It’s 4am and I took a moment to clean house on FB… it’s 9/11 and I don’t see jack shit anywhere on the feed. Oh, how quickly we can forget things because the bubble we live in is so small.
But for me, it’s a memory I will never forget.
In those early morning hours, I was getting ready to run errands. It was 7:50 am and I was sitting in the Target parking lot waiting for it to open. I was listening to the radio when I heard the words “terror attack” and I could hear in the spokesperson’s voice the dismay as his voice shook making the announcement.
I left the parking lot and headed home to turn on the news and my heart sank.
I called my husband who was stuck late at work and told him what was happening.
He was also in disbelief.
I cried for the thousands who died and the even more thousands who loved them.
I cried for the first responders who ran into the chaos knowing they may never return.
I cried for those who survived and felt guilty (survivor’s guilt) in doing so.
I cried because I felt helpless. I had just found out I was pregnant. I had gotten out of the Guards a year earlier and struggled because I wanted to do something.

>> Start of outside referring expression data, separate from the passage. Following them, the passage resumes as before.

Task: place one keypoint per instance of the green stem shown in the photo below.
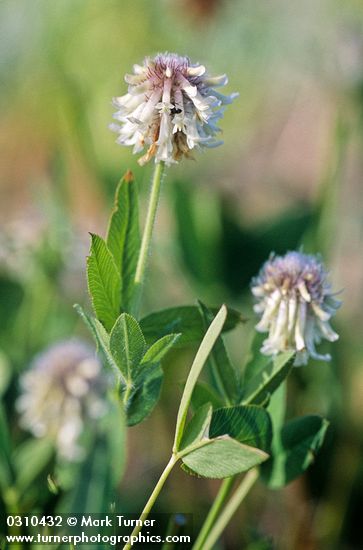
(146, 511)
(230, 509)
(148, 229)
(223, 494)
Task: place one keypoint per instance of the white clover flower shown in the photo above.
(295, 303)
(62, 389)
(171, 108)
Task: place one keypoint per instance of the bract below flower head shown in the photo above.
(295, 303)
(171, 108)
(62, 389)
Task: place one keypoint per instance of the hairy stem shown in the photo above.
(146, 511)
(148, 229)
(230, 508)
(223, 494)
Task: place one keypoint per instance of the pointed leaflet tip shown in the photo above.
(128, 177)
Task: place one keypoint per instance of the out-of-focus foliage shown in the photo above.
(288, 175)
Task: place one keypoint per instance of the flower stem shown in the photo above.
(231, 507)
(223, 494)
(146, 511)
(146, 238)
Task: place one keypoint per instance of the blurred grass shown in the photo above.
(288, 174)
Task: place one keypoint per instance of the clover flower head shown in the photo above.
(62, 389)
(295, 302)
(171, 108)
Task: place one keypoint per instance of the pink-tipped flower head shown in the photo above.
(63, 389)
(171, 108)
(295, 302)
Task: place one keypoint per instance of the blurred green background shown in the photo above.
(289, 174)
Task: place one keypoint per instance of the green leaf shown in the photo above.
(90, 485)
(201, 357)
(127, 345)
(294, 449)
(203, 394)
(30, 460)
(249, 424)
(159, 349)
(223, 457)
(123, 236)
(147, 380)
(266, 381)
(256, 361)
(114, 427)
(104, 282)
(144, 394)
(101, 338)
(186, 320)
(224, 374)
(198, 427)
(140, 367)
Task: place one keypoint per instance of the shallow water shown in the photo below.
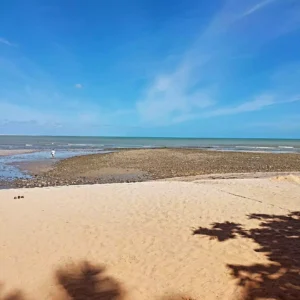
(9, 170)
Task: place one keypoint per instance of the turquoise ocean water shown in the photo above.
(61, 143)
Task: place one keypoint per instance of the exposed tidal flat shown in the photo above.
(152, 164)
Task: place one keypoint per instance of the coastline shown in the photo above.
(6, 152)
(158, 164)
(155, 240)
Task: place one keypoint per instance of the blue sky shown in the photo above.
(222, 68)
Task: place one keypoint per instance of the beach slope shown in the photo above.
(214, 239)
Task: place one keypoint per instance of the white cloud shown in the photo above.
(171, 96)
(6, 42)
(257, 7)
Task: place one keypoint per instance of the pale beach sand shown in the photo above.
(148, 237)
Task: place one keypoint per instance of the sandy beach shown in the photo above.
(206, 240)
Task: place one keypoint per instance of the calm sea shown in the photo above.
(74, 143)
(68, 146)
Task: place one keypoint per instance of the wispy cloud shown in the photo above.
(193, 89)
(173, 95)
(6, 42)
(78, 86)
(257, 7)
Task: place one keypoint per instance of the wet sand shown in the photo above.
(215, 239)
(154, 164)
(15, 152)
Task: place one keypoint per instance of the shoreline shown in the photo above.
(155, 239)
(156, 164)
(9, 152)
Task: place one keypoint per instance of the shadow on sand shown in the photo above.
(278, 237)
(84, 281)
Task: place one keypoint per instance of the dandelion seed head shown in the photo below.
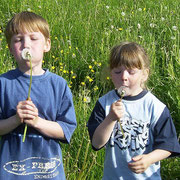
(121, 91)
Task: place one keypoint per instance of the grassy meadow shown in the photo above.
(82, 34)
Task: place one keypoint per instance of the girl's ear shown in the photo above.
(47, 45)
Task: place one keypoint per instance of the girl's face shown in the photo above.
(131, 79)
(35, 42)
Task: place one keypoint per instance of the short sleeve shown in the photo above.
(66, 117)
(165, 136)
(97, 116)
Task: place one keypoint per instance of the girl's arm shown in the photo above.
(104, 130)
(142, 162)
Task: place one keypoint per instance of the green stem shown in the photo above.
(29, 92)
(122, 95)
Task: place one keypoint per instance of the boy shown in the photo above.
(49, 113)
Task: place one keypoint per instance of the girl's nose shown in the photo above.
(26, 43)
(124, 75)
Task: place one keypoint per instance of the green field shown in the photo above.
(82, 34)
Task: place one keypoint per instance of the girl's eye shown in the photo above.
(117, 72)
(131, 71)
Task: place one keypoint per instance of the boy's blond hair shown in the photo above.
(131, 55)
(26, 22)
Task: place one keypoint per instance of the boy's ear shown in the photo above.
(47, 46)
(146, 74)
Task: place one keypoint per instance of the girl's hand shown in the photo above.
(26, 112)
(117, 110)
(140, 163)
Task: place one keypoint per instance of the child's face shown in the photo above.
(131, 79)
(34, 41)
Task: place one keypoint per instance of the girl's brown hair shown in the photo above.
(129, 54)
(26, 21)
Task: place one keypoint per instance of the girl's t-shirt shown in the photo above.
(147, 125)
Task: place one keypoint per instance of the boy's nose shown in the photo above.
(124, 75)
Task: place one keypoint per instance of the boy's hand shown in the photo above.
(140, 163)
(117, 110)
(26, 112)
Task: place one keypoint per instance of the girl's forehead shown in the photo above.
(29, 33)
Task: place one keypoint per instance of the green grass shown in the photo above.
(82, 34)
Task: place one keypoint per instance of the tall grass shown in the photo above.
(82, 34)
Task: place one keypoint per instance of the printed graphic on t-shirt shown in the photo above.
(136, 134)
(39, 167)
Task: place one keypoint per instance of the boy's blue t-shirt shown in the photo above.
(147, 126)
(39, 157)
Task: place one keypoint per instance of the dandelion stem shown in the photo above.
(29, 92)
(122, 93)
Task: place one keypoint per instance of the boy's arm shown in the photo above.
(49, 128)
(9, 124)
(142, 162)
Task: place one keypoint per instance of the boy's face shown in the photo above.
(131, 79)
(35, 42)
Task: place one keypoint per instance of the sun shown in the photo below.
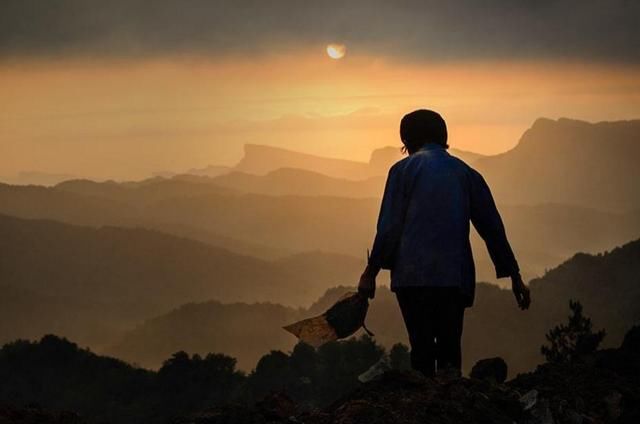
(336, 51)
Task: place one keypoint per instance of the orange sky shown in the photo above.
(129, 118)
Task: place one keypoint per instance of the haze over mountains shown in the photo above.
(494, 326)
(281, 228)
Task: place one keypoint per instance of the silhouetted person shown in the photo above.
(423, 238)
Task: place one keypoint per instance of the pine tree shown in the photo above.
(571, 340)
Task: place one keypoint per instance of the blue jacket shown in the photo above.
(423, 227)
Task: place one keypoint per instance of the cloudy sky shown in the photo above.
(121, 89)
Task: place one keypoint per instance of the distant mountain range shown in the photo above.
(114, 277)
(608, 286)
(571, 162)
(261, 160)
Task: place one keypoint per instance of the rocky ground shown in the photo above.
(603, 387)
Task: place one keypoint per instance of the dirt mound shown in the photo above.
(603, 387)
(36, 415)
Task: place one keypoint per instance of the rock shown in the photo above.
(276, 405)
(493, 370)
(613, 403)
(529, 399)
(376, 370)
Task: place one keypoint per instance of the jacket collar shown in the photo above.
(431, 146)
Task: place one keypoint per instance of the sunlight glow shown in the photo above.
(336, 51)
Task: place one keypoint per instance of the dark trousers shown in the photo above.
(433, 317)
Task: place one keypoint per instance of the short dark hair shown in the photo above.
(420, 127)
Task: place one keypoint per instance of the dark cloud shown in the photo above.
(589, 30)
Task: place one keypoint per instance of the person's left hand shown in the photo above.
(367, 284)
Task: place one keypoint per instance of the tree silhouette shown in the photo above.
(570, 341)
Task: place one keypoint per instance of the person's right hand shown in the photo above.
(367, 284)
(521, 292)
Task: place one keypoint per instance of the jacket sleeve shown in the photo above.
(486, 219)
(390, 220)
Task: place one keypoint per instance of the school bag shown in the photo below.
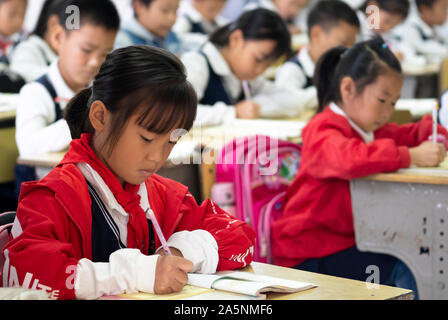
(252, 175)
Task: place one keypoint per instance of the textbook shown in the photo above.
(247, 283)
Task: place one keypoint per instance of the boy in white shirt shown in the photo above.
(40, 127)
(330, 24)
(32, 56)
(420, 30)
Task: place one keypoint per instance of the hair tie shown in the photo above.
(90, 100)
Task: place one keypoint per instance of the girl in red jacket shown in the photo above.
(349, 138)
(84, 230)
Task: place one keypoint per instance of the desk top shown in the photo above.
(414, 175)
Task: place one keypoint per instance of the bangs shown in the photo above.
(163, 108)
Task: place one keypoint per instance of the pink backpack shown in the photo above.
(252, 175)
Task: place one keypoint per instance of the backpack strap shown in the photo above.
(309, 81)
(135, 38)
(45, 81)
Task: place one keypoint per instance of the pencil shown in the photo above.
(158, 231)
(246, 89)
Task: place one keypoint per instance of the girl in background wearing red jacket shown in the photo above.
(348, 138)
(84, 230)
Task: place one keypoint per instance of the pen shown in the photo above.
(246, 89)
(434, 122)
(158, 231)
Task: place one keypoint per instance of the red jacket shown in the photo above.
(317, 219)
(55, 217)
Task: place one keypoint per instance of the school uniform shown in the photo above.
(134, 33)
(297, 73)
(422, 38)
(218, 89)
(317, 219)
(7, 46)
(80, 234)
(192, 21)
(32, 57)
(40, 127)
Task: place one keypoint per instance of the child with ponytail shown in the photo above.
(89, 228)
(348, 138)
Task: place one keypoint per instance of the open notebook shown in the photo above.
(231, 285)
(247, 283)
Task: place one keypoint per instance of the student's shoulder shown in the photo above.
(62, 180)
(35, 90)
(166, 185)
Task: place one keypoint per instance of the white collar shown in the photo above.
(216, 60)
(106, 194)
(306, 61)
(366, 136)
(56, 79)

And on this day 21 years later, the baby I was carrying at that time is now grown, serving this country with a sense of respect and honor uncommon in a 20-year-old. His heart runs deeps with the words “Protect and Serve” much like his father. I wonder sometimes if his baby soul could feel what I felt that day and if it somehow impacted his mission in life.
Spend a moment to honor this time in our country’s history.
Honor those who serve our country and our communities.
Honor those who have loved and lost on this infamous day.